After a 0.9 percent gain on the year’s final trading day, the S&P 500 finished 2018 14.5 percent below its Sept. 20 peak of 2,930.75.

The blue chip Dow ended the year 13 percent shy of its recent peak. The Nasdaq composite, home to popular technology stocks that led the market surge early in the year but which suffered massive declines in the year’s final quarter, finished 2018 down 3.9 percent and 18.2 percent below its August all-time high. The small-company Russell 2000 stock index suffered the biggest decline, tumbling 12.2 percent and enters the new year 22.5 percent from its peak and deep in bear market territory.

Investors are bracing for more volatility but are hoping for a return to gains in the new year.

"Barring an appearance of a 'black swan' event, or the shock of a bolt from the blue, the worst of the declines experienced by stocks in 2018 are behind us," John Stoltzfus, chief investment strategist at Oppenheimer Asset Management, told clients Monday in his 2019 outlook report. He predicts the S&P 500 will rebound 20 percent next year from current levels.

But some Wall Street firms are still preaching caution in the new year, arguing that the late-year 2018 stock rally isn't proof that the market has hit bottom.

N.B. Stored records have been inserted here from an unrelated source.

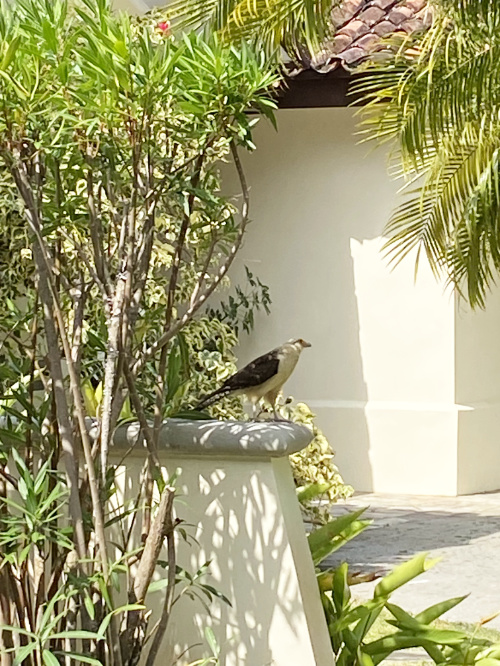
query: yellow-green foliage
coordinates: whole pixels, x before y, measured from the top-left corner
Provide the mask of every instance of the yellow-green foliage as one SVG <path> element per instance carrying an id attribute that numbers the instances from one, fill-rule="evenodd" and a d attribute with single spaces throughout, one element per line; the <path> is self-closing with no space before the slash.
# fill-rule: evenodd
<path id="1" fill-rule="evenodd" d="M 316 425 L 315 415 L 310 408 L 303 402 L 290 403 L 283 407 L 283 412 L 291 421 L 303 423 L 314 434 L 308 447 L 290 456 L 297 486 L 307 486 L 310 483 L 328 484 L 330 487 L 323 497 L 331 502 L 349 497 L 353 489 L 344 483 L 333 462 L 334 452 L 330 442 Z"/>

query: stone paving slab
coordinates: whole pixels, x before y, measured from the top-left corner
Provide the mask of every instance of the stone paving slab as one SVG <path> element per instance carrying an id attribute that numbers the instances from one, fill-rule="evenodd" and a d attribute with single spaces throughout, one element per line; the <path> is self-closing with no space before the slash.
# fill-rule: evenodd
<path id="1" fill-rule="evenodd" d="M 347 561 L 351 571 L 390 571 L 426 551 L 442 560 L 392 599 L 411 612 L 469 594 L 445 619 L 478 622 L 500 611 L 500 492 L 462 497 L 416 497 L 357 493 L 332 507 L 341 515 L 363 506 L 374 524 L 325 564 Z M 353 593 L 370 598 L 376 581 Z M 500 617 L 488 626 L 500 629 Z"/>

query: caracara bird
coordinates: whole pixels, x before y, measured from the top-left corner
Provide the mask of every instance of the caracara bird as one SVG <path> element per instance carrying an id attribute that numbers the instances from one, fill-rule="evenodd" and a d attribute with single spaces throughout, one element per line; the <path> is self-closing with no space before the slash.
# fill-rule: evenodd
<path id="1" fill-rule="evenodd" d="M 226 379 L 219 389 L 205 396 L 196 409 L 205 409 L 228 395 L 245 395 L 252 403 L 254 418 L 256 418 L 257 403 L 263 398 L 273 408 L 274 418 L 278 419 L 276 413 L 278 394 L 297 365 L 301 351 L 310 346 L 309 342 L 299 338 L 285 342 L 281 347 L 259 356 Z"/>

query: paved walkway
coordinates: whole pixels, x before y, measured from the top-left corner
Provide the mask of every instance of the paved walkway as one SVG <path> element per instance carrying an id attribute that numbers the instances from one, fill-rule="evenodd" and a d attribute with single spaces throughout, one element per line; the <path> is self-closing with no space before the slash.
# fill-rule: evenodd
<path id="1" fill-rule="evenodd" d="M 334 553 L 329 565 L 345 560 L 351 571 L 389 571 L 428 551 L 442 561 L 395 592 L 395 603 L 417 612 L 469 594 L 445 619 L 477 622 L 500 611 L 500 492 L 457 498 L 357 493 L 333 513 L 363 506 L 374 524 Z M 375 584 L 356 585 L 353 592 L 370 598 Z M 500 617 L 488 626 L 500 629 Z"/>

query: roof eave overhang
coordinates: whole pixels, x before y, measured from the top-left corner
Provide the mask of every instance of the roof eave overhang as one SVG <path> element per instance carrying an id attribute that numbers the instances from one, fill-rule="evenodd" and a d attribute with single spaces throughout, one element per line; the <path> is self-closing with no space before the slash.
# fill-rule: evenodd
<path id="1" fill-rule="evenodd" d="M 306 69 L 285 79 L 279 94 L 280 109 L 315 109 L 359 105 L 359 97 L 352 94 L 352 84 L 363 75 L 338 67 L 321 73 Z"/>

Will Geisdorf, an analyst at Ned Davis Research, told clients the market bounce "has not changed the (firm's) bearish view." Currently, the firm is telling clients to reduce their stock holdings to just 40 percent of their portfolios, which is the lowest allocation they recommend.

For now and until there is "more compelling evidence" that stocks have hit a bottom, Geisdorf is advising clients to use market rallies as "selling opportunities."

Investors who bid up stock prices early in 2018 based on the strongest profit growth for U.S. companies since 2010, tailwinds from sizable tax cuts and a U.S. economy growing at a 3 percent-plus clip, sold stocks off sharply late in the year as they began to price in a less positive backdrop for stocks.

A sense that the best days for corporate profits and the global economy had already occurred led investors to reprice stocks at lower levels.

Next year's market returns will hinge on interest rate policy, whether the economy can continue to grow and avoid recession, and whether the U.S. trade fight with China can be resolved.

For now, bulls are betting that stocks will find support from the fact that valuations have come back toward historical averages after the steep sell-off and a belief that the U.S. economy can avoid recession if the Fed doesn't hike interest rates too aggressively in 2019.

"Several risks still in play could weigh on markets," LPL's Lynch says. "But the broader economic context remains supportive."